As someone who has lived in Ohio for most of her life, I felt like I had entered a hidden world, an Ohio that existed right alongside my Ohio and yet was entirely distinct from it. The experience left me with a number of questions, many of them fundamentally geographic in nature. Some of them were mundane: How do these workers get to the grocery store? How do the rural communities where they live accommodate the seasonal presence of non-English speakers? What happens if an H-2A worker gets sick? Others were more philosophical: Do the H-2A workers develop a sense of belonging or connection to place when they’re here temporarily? If you worked in Ohio for 8 months out of the year and only spent 4 months in Mexico, which place was home?
I entered the PhD program knowing I was curious about these workers and more specifically, how this kind of guestworker program impacts their health. I understood from my training as an outreach worker that while all agricultural workers are considered a vulnerable population, the H-2A experience was fundamentally different from that of other migrant and seasonal farmworkers. For example, US-based farmworkers often travel with their families, while H-2A workers must leave their loved ones at home. Most migrant and seasonal farmworkers, even undocumented ones, are covered under the Agricultural Workers Protection Act, but the law does not extend to H-2A workers. On the other hand, H-2A workers are paid more and their housing is provided, free of charge, by their employers. However, their visa is tied directly to their employer, making them particularly vulnerable to exploitation and poor working conditions.

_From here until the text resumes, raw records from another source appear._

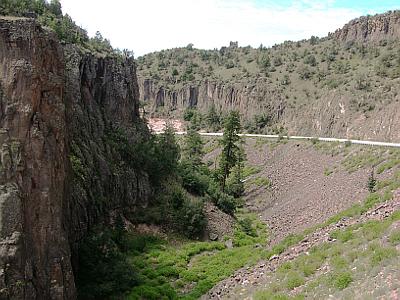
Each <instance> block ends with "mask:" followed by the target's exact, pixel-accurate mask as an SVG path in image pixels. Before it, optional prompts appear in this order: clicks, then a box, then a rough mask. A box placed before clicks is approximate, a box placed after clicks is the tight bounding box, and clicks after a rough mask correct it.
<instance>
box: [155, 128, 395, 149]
mask: <svg viewBox="0 0 400 300" xmlns="http://www.w3.org/2000/svg"><path fill="white" fill-rule="evenodd" d="M159 133H160V132H157V133H156V134H159ZM175 133H176V134H177V135H185V134H186V131H178V132H175ZM199 133H200V135H203V136H222V135H223V133H222V132H199ZM239 135H240V136H243V137H256V138H267V139H289V140H318V141H323V142H339V143H351V144H359V145H369V146H383V147H396V148H400V143H388V142H376V141H363V140H349V139H339V138H327V137H313V136H287V135H274V134H250V133H242V134H239Z"/></svg>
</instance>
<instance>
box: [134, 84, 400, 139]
mask: <svg viewBox="0 0 400 300" xmlns="http://www.w3.org/2000/svg"><path fill="white" fill-rule="evenodd" d="M139 88H140V96H141V101H143V102H144V103H148V104H150V112H151V113H154V114H155V116H158V115H163V114H164V115H165V114H166V113H167V114H170V115H177V116H182V114H183V112H184V110H185V109H186V108H191V107H196V108H197V109H198V110H199V111H200V112H202V113H206V112H207V111H208V109H209V108H210V107H211V106H212V105H215V107H216V109H217V111H220V112H227V111H229V110H231V109H238V110H239V111H240V113H241V114H242V116H244V118H245V119H251V118H252V117H253V116H254V115H257V114H261V113H265V114H266V115H269V116H270V117H271V120H272V122H273V123H275V124H276V125H275V126H277V127H278V126H282V127H283V128H285V129H286V130H287V132H288V133H289V135H306V136H310V135H311V136H313V135H315V136H332V137H343V138H363V139H372V140H386V141H392V140H393V141H397V140H399V139H400V121H399V120H400V108H399V105H398V102H399V101H400V95H399V94H398V93H397V92H396V89H392V91H389V92H388V91H385V90H384V89H385V87H383V86H382V87H381V88H380V89H378V90H376V91H375V92H374V93H375V95H363V94H360V95H355V94H354V93H352V92H351V91H340V90H338V91H337V90H330V91H326V92H325V93H324V94H323V96H322V97H321V98H320V99H318V101H315V100H314V101H313V102H311V101H310V103H309V105H302V106H293V105H290V104H289V103H288V101H287V100H286V99H285V97H284V93H282V91H280V90H277V89H274V88H270V86H269V85H268V84H266V83H262V82H258V83H257V84H254V85H248V86H243V85H241V84H238V85H229V84H223V83H220V84H219V83H215V82H213V83H211V82H208V81H205V82H202V83H197V84H188V85H186V86H184V87H181V88H177V89H167V88H165V87H163V86H162V85H159V84H158V83H156V82H153V81H152V80H151V79H143V78H139ZM367 103H370V105H374V106H375V108H376V109H375V110H373V111H371V112H369V113H368V114H365V112H363V111H362V110H360V109H359V108H358V106H360V105H366V104H367ZM271 133H272V132H271Z"/></svg>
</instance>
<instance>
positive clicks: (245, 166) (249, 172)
mask: <svg viewBox="0 0 400 300" xmlns="http://www.w3.org/2000/svg"><path fill="white" fill-rule="evenodd" d="M260 172H261V167H258V166H252V165H246V166H244V168H243V171H242V175H243V178H247V177H250V176H252V175H255V174H257V173H260Z"/></svg>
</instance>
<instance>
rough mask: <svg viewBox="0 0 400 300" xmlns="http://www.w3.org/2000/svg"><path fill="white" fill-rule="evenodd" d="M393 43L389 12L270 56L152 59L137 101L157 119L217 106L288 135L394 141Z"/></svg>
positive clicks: (273, 54) (139, 65) (215, 54)
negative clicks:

The social determinants of health, which has established that health outcomes are profoundly influenced by the conditions in which people live, would indicate that given these differences, H-2A workers’ health would be different than that of other migrant and seasonal farmworkers. However, no research has been done to prove this empirically and perhaps more importantly, establish what the health needs and challenges of this population are.
My research focuses on filling in some of this basic information at the state level. I will be surveying H-2A workers in Ohio, gathering both the demographic information mentioned above and asking questions about their healthcare access, occupational health and safety, and recording self-reported measures of health. The end goal is to provide actionable data for the organizations and state agencies within Ohio that serve the H-2A population and advocate for their rights.

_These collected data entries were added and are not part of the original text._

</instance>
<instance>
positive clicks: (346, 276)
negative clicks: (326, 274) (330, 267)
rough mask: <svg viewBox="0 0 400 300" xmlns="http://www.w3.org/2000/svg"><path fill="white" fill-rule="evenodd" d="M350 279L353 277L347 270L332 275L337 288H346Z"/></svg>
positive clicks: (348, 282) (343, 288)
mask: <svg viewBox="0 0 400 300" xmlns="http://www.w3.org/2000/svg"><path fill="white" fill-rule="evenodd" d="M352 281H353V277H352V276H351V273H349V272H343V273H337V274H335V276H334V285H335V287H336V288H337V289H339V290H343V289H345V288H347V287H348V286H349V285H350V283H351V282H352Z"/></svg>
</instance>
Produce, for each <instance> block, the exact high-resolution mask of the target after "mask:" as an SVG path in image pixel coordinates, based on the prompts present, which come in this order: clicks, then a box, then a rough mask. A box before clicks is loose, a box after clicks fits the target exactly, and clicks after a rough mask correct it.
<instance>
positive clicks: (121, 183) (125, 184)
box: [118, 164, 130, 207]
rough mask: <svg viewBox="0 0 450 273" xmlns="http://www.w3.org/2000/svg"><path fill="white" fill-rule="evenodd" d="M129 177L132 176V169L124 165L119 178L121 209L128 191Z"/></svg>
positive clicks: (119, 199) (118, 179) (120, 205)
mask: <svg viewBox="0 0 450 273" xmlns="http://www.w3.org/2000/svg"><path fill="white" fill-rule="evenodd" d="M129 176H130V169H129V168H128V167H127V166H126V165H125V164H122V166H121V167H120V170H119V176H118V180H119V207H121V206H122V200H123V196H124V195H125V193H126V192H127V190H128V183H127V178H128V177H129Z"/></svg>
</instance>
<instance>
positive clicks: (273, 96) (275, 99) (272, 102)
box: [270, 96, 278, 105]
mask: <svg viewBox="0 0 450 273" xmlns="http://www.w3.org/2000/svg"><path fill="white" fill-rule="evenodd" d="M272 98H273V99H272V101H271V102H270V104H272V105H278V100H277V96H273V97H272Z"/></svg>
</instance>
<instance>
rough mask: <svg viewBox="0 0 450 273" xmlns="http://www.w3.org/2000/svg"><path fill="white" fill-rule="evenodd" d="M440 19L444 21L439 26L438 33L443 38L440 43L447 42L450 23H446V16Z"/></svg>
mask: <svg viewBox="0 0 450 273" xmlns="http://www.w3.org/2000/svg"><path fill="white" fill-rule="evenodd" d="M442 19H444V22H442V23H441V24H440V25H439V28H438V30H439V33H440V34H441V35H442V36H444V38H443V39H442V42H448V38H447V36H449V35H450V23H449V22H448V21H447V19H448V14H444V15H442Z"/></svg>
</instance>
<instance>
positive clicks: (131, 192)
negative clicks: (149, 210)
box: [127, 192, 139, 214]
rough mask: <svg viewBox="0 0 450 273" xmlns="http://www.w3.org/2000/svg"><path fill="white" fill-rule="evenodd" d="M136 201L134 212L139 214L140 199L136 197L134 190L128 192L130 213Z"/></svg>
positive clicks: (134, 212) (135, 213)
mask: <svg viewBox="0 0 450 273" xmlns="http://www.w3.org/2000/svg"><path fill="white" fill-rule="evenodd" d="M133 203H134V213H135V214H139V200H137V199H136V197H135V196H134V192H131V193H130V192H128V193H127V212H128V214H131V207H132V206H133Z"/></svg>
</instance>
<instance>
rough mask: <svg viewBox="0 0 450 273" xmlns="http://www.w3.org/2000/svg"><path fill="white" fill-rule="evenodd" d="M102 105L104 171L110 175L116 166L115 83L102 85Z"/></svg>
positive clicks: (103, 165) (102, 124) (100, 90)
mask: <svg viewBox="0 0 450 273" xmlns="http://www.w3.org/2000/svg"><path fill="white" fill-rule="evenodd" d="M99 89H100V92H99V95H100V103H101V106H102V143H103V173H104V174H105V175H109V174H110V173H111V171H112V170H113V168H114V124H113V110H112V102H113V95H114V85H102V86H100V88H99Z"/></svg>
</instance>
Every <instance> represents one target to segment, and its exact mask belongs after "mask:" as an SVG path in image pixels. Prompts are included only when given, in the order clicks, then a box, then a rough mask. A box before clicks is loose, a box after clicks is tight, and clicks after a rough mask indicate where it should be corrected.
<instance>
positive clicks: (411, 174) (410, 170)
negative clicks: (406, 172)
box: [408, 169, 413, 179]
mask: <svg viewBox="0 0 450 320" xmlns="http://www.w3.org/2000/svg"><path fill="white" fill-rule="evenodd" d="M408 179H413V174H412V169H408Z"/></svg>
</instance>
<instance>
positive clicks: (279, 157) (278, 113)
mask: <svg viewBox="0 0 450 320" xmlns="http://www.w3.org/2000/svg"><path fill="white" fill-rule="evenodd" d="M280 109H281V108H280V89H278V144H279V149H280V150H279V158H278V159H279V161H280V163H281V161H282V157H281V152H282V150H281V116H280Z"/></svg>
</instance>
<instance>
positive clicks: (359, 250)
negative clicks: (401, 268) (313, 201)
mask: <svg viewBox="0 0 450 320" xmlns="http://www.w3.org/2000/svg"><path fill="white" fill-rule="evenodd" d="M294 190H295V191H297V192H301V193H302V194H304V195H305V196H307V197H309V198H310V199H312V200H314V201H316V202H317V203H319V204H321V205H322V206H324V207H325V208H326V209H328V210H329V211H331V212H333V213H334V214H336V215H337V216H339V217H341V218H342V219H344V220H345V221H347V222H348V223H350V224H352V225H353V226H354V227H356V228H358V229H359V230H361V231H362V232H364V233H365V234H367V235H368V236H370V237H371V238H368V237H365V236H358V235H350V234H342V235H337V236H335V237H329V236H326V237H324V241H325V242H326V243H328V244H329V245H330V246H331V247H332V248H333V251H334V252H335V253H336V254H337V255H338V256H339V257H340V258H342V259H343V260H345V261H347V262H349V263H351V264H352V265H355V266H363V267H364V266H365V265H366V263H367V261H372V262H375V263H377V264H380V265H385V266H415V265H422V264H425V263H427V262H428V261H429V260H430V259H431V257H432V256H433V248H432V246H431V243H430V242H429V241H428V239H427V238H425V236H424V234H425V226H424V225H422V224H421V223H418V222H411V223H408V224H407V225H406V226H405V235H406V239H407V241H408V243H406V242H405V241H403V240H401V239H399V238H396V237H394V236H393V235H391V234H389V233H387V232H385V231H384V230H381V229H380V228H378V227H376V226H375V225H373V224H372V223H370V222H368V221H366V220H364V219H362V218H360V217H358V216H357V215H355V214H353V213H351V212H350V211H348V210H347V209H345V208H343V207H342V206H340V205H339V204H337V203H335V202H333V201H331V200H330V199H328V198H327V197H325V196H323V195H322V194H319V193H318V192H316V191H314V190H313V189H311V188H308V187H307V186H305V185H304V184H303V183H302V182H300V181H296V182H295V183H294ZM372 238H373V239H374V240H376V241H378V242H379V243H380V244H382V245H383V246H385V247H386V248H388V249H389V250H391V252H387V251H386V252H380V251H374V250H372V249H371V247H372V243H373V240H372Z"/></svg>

Because I’m only at the beginning of my research, I don’t have a satisfying conclusion to this blog post. I have exactly zero answers to the questions I posed above. What I can say, though, is that the questions are urgent, and relevant to all of us. The plants for sale in the Lowe’s nursery, the cucumbers I slice up for my daughter’s lunch, the blueberries you put on top of your granola, all of it was produced by a farmworker, and quite possibly an H-2A worker. Understanding and advocating for their health and safety is one step in creating a more just and sustainable food system for all.